The Exercise Limitation had limited exercise of the 2018 Warrants to the extent that giving effect to such exercise would not cause
the holders thereof and their affiliates to beneficially own, for purposes of Rule 13d-3 under the Exchange Act, in excess of 9.9%
of the outstanding shares of Common Stock of the Issuer. The waiver of the Exercise Limitation becomes effective 61 days after
May 15, 2017.
The Funds hold securities of the Issuer for investment purposes.
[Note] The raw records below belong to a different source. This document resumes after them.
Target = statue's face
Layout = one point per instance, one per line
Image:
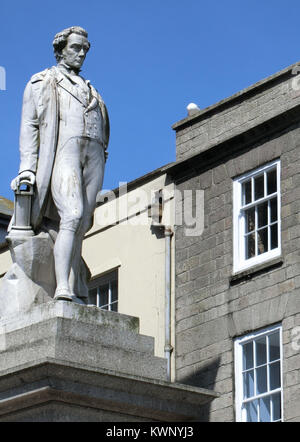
(74, 53)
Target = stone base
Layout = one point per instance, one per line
(63, 362)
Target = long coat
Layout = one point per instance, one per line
(39, 133)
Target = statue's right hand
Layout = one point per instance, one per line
(26, 175)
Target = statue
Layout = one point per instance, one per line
(63, 141)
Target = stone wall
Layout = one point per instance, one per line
(211, 308)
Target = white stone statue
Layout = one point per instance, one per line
(63, 141)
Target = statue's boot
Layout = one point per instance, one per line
(63, 294)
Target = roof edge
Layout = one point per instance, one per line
(227, 102)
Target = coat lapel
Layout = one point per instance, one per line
(68, 85)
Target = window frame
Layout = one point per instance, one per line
(238, 369)
(240, 262)
(100, 280)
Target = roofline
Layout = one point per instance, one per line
(140, 180)
(230, 101)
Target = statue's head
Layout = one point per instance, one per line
(71, 46)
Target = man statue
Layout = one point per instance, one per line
(63, 141)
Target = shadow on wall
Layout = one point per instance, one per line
(204, 377)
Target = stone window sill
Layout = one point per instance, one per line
(247, 274)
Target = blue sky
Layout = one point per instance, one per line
(149, 59)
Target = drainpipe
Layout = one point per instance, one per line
(168, 347)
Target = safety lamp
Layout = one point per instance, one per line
(22, 212)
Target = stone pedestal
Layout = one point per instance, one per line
(62, 361)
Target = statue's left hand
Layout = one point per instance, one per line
(26, 175)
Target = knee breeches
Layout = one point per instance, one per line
(77, 178)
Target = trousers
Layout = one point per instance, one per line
(76, 179)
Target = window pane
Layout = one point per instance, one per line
(274, 236)
(114, 291)
(271, 181)
(274, 349)
(262, 214)
(261, 351)
(264, 409)
(262, 241)
(114, 307)
(275, 375)
(247, 355)
(103, 295)
(259, 187)
(273, 205)
(276, 406)
(250, 219)
(250, 245)
(251, 409)
(261, 380)
(248, 384)
(246, 189)
(93, 296)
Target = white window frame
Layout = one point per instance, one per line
(101, 280)
(238, 366)
(240, 262)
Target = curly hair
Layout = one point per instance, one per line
(60, 39)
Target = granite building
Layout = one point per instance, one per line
(237, 296)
The Reporting Persons or their affiliates may purchase additional securities or dispose of securities in varying amounts and at
varying times depending upon the Reporting Persons’ continuing assessments of pertinent factors, including the availability
of shares of common stock or other securities for purchase at particular price levels, the business prospects of the Issuer, other
business investment opportunities, economic conditions, stock market conditions, money market conditions, the attitudes and actions
of the board of directors and management of the Issuer, the availability and nature of opportunities to dispose of shares in the
Issuer and other plans and requirements of the particular entities. The Reporting Persons may discuss items of mutual interest
with the Issuer, which could include items in subparagraphs (a) through (j) of Schedule 13D.
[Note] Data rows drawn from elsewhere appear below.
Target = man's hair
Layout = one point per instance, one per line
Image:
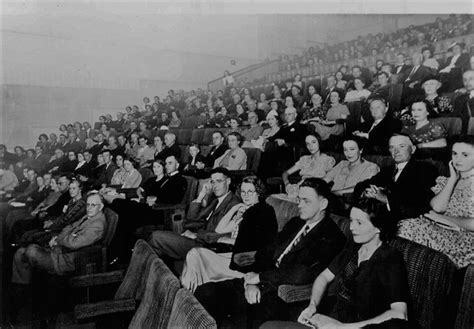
(221, 170)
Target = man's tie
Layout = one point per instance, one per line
(293, 244)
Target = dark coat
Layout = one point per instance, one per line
(196, 218)
(411, 194)
(380, 135)
(306, 260)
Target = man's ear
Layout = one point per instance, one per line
(324, 203)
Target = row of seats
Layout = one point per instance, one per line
(318, 71)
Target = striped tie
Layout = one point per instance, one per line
(293, 244)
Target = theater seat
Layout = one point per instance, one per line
(188, 313)
(155, 308)
(130, 291)
(430, 274)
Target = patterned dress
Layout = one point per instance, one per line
(457, 245)
(428, 133)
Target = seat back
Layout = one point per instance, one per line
(112, 219)
(284, 210)
(452, 125)
(191, 189)
(188, 313)
(134, 282)
(155, 308)
(253, 158)
(430, 274)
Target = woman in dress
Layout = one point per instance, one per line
(315, 112)
(247, 227)
(370, 278)
(335, 117)
(235, 157)
(347, 173)
(425, 133)
(316, 164)
(429, 60)
(360, 94)
(449, 227)
(441, 105)
(175, 121)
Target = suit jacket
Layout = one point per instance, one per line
(305, 260)
(411, 194)
(420, 74)
(379, 136)
(404, 71)
(106, 175)
(214, 153)
(293, 135)
(172, 190)
(168, 151)
(196, 218)
(464, 109)
(81, 233)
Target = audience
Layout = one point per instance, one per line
(304, 248)
(404, 187)
(355, 169)
(229, 245)
(250, 226)
(235, 157)
(370, 278)
(449, 225)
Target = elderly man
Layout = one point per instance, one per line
(377, 132)
(171, 148)
(404, 187)
(169, 191)
(57, 257)
(464, 104)
(8, 180)
(201, 220)
(303, 249)
(285, 147)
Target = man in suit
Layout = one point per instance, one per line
(401, 69)
(171, 148)
(287, 145)
(88, 131)
(455, 66)
(331, 84)
(464, 104)
(201, 220)
(218, 149)
(57, 257)
(304, 248)
(377, 132)
(41, 159)
(107, 172)
(412, 81)
(405, 186)
(171, 191)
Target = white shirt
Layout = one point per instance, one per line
(400, 166)
(290, 245)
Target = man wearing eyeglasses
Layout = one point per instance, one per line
(57, 257)
(201, 220)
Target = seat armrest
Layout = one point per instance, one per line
(97, 279)
(291, 293)
(465, 316)
(87, 311)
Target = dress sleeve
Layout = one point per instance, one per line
(342, 259)
(437, 131)
(392, 275)
(440, 183)
(330, 162)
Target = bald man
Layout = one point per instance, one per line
(57, 258)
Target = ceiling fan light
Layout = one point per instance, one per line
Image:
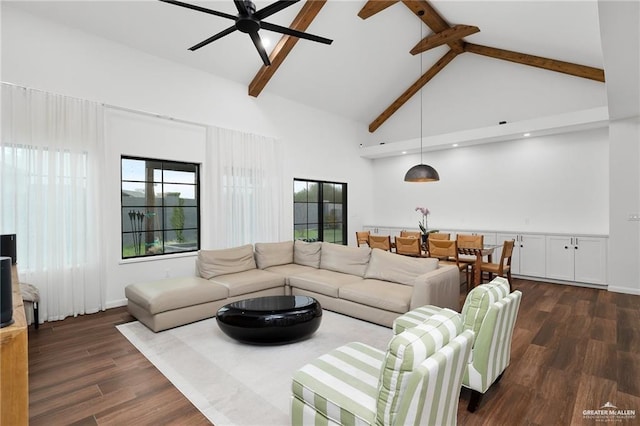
(421, 173)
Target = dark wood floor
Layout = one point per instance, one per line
(573, 349)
Depending upon their assessments of the above factors, the Reporting
Persons or their affiliates may change their present intentions as stated above and they may assess whether to make suggestions
to the management of the Issuer regarding financing, and whether to acquire additional securities of the Issuer, including shares
of common stock (by means of open market purchases, privately negotiated purchases, exercise of some of all of the warrants, exercise
of some or all of the Stock Options, or otherwise) or to dispose of some or all of the securities of the Issuer, including shares
of common stock, under their control.
Except as otherwise disclosed herein, at the present time, the
Reporting Persons do not have any plans or proposals with respect to any extraordinary corporate transaction involving the Issuer
including, without limitation, those matters described in subparagraphs (a) through (j) of Item 4 of Schedule 13D.